One solution is to approve out-of-state healthcare providers as state Medicaid providers. This would allow the state to reimburse expectant mothers who need to travel across state lines to access obstetrician care and leave more money in their pockets to provide for their families. The current situation of Medicaid across the U.S. is heavily dependent on which state you are residing in, but if women in Coeur d’Alene, Idaho could go across the border to Washington for obstetrician care without incurring large amounts of debt, then they could receive much needed maternal support and prevent being one of the two-thirds of maternal deaths that were preventable.

Another solution is for the state to provide housing for expectant mothers who live far from maternity wards akin to Ronald McDonald House Charities. Maternity housing is usually run by anti-choice crisis pregnancy centers and these maternity houses are usually in states that have the highest rates of maternal mortality and poverty. If states were to step in and provide government-sanctioned housing before, during, and after birth, then they would be able to remove these predatory institutions that seem to thrive on using vulnerable women who often have no other place to go. The mother would have their room and board provided for by the state while staying and then, after delivery and subsequent evaluations, would be able to return to their rural communities without incurring monolithic amounts of debt and save the mothers from predatory pregnancy centers.

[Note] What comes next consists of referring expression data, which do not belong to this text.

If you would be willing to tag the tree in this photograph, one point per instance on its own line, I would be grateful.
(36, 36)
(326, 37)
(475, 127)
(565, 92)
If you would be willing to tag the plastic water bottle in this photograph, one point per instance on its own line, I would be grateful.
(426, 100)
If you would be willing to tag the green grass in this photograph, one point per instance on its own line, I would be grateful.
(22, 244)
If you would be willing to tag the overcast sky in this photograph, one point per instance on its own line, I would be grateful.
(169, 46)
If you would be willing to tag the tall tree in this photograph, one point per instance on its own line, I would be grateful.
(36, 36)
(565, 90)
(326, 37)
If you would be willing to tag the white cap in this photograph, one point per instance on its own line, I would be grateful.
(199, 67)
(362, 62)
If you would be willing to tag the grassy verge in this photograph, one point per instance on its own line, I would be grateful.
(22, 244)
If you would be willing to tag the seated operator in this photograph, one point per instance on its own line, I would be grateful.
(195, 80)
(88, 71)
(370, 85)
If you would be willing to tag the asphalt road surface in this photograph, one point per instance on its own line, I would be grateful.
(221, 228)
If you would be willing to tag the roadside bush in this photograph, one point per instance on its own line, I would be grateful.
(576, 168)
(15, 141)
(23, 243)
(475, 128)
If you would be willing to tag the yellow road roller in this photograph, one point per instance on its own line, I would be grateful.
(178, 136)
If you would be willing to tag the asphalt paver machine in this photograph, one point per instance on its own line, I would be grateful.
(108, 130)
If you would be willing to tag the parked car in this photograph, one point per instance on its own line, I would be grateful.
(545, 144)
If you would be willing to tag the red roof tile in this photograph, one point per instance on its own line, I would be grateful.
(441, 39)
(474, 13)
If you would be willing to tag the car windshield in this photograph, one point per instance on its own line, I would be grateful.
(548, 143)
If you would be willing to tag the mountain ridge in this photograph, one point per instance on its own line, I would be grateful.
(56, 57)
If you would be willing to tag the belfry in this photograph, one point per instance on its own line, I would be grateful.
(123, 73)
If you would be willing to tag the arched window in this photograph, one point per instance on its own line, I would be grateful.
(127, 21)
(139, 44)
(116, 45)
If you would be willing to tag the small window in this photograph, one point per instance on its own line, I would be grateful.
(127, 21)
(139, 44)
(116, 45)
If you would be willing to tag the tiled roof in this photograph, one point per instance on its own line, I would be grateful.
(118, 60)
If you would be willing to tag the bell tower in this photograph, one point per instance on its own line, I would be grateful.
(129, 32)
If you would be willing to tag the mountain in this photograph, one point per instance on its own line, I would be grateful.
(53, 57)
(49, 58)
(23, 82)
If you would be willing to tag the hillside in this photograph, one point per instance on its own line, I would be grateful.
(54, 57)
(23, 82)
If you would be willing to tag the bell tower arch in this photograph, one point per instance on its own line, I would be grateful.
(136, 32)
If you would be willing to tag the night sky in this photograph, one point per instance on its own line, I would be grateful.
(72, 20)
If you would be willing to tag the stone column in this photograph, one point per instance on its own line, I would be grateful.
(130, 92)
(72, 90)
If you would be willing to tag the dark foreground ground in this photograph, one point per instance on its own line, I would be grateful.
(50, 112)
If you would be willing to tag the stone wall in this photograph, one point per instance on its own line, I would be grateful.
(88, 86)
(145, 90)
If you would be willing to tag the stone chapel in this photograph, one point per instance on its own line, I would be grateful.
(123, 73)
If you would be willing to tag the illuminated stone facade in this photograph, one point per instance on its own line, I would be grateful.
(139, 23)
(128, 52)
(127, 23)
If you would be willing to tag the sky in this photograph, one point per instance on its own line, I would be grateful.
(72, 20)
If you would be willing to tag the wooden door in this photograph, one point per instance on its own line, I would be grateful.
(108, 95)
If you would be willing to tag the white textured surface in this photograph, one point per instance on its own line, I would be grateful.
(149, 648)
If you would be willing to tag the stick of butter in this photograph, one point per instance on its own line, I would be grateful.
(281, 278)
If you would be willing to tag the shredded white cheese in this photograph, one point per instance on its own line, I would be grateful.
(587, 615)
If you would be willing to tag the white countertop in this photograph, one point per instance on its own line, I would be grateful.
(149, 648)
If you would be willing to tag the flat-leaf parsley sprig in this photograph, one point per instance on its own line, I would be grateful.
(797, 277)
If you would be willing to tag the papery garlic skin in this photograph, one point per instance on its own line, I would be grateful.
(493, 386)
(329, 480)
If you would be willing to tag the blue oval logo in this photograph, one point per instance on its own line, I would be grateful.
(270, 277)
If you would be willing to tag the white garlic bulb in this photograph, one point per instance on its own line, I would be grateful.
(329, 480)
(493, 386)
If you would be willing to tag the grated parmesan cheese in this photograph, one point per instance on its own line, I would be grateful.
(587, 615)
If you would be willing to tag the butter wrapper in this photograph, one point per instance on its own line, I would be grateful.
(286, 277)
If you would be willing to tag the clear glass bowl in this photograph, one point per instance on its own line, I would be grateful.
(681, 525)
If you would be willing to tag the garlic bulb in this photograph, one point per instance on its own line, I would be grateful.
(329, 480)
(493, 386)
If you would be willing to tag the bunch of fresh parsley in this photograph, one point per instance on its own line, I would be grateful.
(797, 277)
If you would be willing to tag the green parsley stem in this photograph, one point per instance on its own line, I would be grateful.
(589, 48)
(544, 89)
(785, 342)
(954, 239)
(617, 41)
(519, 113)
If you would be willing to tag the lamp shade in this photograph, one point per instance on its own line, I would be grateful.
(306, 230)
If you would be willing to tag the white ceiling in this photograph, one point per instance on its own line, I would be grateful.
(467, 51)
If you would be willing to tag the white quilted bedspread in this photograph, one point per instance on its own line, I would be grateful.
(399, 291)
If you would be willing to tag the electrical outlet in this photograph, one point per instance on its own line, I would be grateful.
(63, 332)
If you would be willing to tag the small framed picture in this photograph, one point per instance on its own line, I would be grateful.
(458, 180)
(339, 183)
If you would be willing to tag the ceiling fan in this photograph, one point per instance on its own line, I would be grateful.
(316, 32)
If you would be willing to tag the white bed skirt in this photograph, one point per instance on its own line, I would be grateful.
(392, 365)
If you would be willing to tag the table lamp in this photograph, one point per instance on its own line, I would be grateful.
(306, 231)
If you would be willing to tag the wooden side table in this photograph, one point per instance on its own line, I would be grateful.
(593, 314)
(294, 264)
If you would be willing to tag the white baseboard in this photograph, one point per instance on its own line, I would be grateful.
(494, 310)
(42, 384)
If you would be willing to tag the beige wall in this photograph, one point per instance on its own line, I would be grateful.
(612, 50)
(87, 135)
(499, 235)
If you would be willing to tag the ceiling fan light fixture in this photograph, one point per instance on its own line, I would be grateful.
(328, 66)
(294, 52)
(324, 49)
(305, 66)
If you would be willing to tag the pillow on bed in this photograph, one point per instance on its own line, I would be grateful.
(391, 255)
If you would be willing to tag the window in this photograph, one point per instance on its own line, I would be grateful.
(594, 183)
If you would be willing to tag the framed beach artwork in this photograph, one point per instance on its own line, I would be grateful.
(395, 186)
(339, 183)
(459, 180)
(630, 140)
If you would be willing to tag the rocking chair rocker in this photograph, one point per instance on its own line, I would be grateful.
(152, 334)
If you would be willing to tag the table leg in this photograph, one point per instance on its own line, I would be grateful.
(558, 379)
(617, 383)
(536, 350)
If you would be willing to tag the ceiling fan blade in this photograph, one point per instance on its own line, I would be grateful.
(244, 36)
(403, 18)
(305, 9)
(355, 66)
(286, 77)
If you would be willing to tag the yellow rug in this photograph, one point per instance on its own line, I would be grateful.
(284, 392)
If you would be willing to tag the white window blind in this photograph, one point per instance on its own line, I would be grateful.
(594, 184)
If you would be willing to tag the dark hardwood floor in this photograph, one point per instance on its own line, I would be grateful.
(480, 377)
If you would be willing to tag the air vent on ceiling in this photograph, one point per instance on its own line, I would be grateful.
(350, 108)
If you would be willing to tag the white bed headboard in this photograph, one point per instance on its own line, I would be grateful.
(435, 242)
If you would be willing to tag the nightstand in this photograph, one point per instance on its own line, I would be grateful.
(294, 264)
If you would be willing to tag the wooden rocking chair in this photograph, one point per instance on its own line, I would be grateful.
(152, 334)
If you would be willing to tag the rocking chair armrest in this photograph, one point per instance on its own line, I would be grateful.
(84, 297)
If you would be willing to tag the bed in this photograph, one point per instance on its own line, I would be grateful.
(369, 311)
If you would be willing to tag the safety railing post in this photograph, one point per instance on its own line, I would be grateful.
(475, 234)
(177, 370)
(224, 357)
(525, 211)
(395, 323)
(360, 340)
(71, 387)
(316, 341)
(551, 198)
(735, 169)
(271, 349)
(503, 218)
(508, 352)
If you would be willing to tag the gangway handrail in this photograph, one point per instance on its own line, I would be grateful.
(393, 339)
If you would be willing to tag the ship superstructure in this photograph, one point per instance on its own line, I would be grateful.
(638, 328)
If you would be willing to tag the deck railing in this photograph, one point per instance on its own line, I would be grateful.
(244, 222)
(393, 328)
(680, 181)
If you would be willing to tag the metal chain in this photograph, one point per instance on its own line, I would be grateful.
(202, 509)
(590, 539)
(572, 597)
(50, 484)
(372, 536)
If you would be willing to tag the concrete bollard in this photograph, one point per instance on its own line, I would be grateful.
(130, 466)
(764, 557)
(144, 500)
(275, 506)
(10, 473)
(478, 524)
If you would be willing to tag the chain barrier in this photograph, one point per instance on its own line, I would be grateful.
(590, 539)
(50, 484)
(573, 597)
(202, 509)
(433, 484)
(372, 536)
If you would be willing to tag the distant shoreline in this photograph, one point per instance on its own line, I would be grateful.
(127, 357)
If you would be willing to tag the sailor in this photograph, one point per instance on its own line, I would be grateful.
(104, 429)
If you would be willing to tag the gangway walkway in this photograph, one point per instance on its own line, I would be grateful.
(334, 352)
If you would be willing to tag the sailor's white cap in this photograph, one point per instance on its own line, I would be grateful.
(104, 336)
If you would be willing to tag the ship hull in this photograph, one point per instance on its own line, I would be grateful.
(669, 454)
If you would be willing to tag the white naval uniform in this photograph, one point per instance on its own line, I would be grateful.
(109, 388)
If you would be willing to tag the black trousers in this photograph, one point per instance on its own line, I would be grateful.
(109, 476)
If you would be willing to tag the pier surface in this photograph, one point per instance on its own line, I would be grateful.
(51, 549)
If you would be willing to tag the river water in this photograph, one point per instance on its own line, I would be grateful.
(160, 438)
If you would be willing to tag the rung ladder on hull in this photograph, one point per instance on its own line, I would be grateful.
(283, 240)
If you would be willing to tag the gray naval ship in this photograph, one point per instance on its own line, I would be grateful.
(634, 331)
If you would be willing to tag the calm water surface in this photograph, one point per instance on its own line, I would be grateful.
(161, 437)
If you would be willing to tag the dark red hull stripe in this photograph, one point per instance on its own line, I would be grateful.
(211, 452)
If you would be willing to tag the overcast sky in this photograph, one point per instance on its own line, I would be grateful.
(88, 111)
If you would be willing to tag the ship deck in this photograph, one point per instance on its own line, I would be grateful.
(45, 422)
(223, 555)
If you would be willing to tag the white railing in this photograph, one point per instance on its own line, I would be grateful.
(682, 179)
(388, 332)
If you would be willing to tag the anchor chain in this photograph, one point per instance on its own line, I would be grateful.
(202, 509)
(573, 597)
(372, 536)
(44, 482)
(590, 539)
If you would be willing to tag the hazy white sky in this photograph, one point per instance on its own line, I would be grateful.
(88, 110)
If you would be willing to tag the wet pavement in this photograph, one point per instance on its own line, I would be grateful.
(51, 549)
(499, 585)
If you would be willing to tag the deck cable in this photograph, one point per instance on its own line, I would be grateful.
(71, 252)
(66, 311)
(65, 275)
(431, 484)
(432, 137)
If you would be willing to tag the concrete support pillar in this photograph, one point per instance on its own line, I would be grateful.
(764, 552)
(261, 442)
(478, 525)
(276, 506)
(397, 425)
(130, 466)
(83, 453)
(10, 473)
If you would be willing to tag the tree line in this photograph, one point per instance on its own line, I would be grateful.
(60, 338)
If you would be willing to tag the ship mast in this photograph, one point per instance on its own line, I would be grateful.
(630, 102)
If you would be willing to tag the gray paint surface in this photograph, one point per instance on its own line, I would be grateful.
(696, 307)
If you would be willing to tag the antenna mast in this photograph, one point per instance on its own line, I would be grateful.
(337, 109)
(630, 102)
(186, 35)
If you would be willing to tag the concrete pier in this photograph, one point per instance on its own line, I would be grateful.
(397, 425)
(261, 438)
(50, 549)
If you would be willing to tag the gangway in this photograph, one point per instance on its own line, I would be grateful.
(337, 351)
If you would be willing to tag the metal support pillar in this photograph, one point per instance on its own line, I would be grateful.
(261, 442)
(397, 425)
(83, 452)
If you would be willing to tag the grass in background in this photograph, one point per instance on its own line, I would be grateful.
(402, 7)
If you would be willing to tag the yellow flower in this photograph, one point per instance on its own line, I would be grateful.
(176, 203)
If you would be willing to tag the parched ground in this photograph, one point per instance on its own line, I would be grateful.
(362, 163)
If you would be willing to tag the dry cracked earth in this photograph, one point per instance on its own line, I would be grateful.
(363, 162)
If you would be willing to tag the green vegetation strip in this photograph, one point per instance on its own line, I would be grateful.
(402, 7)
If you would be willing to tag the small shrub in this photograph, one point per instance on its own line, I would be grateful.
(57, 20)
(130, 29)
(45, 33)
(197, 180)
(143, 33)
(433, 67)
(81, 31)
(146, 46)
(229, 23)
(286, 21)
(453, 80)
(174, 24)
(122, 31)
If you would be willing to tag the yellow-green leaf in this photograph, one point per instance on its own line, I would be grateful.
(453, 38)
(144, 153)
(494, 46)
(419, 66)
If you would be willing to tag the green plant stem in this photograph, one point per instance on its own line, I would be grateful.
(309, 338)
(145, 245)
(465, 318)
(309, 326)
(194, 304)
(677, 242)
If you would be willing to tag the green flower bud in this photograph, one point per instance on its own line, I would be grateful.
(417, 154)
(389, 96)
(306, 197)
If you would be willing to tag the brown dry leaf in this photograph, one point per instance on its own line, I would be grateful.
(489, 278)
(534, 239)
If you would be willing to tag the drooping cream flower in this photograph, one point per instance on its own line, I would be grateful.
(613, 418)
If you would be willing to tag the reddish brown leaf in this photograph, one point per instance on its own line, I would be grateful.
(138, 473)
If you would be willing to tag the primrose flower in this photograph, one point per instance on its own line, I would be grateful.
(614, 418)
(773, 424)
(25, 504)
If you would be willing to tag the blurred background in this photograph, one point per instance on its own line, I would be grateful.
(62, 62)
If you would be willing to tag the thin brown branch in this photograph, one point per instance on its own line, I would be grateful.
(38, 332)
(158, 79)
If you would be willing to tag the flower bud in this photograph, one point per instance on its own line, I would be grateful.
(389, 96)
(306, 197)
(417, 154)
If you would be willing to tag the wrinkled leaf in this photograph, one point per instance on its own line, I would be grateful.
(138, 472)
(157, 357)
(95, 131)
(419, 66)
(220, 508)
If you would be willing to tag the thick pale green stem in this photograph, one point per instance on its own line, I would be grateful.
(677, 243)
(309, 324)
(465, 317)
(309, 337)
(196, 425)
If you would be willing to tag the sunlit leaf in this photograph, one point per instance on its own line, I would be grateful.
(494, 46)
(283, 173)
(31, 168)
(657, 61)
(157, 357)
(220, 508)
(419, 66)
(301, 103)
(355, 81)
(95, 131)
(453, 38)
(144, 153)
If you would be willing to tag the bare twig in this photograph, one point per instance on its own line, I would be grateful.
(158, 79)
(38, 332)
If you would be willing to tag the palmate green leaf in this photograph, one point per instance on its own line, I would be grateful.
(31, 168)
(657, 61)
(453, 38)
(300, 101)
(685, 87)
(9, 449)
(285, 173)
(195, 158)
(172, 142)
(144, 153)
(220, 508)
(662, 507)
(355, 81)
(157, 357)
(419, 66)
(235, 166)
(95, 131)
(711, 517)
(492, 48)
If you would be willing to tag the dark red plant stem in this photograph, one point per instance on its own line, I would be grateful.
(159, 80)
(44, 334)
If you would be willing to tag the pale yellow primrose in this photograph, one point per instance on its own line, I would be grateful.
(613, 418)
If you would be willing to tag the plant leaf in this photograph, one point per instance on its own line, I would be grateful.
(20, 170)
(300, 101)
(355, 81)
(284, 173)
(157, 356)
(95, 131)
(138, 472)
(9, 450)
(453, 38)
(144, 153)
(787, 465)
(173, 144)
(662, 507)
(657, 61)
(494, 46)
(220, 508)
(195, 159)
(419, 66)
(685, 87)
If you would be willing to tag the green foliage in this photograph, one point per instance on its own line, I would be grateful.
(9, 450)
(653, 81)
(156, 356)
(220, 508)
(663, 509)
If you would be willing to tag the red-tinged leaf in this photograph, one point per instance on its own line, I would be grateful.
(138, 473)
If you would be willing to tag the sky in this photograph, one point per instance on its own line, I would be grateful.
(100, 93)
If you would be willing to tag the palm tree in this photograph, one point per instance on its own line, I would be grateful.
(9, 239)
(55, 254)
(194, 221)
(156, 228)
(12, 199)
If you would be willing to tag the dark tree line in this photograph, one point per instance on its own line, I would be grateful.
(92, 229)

One last solution would be to expand telemedicine and clinic networks to facilitate access to maternal medicine consultation services. In Idaho again, telemedicine has been at the forefront of bringing much-needed medical access to rural communities in a cost-effective manner that was even able to weather the COVID-19 pandemic. If telemedicine is possible for deeply rural communities, then it is not much of a stretch to add on obstetrician care as an addendum. This issue is now gaining more traction as maternal telehealth becomes more in need for women who require contraceptives in states that have banned access to reproductive services and are looking for alternatives.

Ultimately, the patchwork of abortion laws that has sprung up post-Dobbs has resulted in increased maternal mortality rates that disproportionately affect rural women. If this new American Gothic is to continue, then instead of the woman being behind the man it would have to leave women out of the painting entirely, since rural mothers are the ones impacted most and have the least say in decisions over their reproductive health. If this continues, and rural America keeps leaving its women behind, how can the nostalgia for the rural parts of the nation continue when they only support half of their population?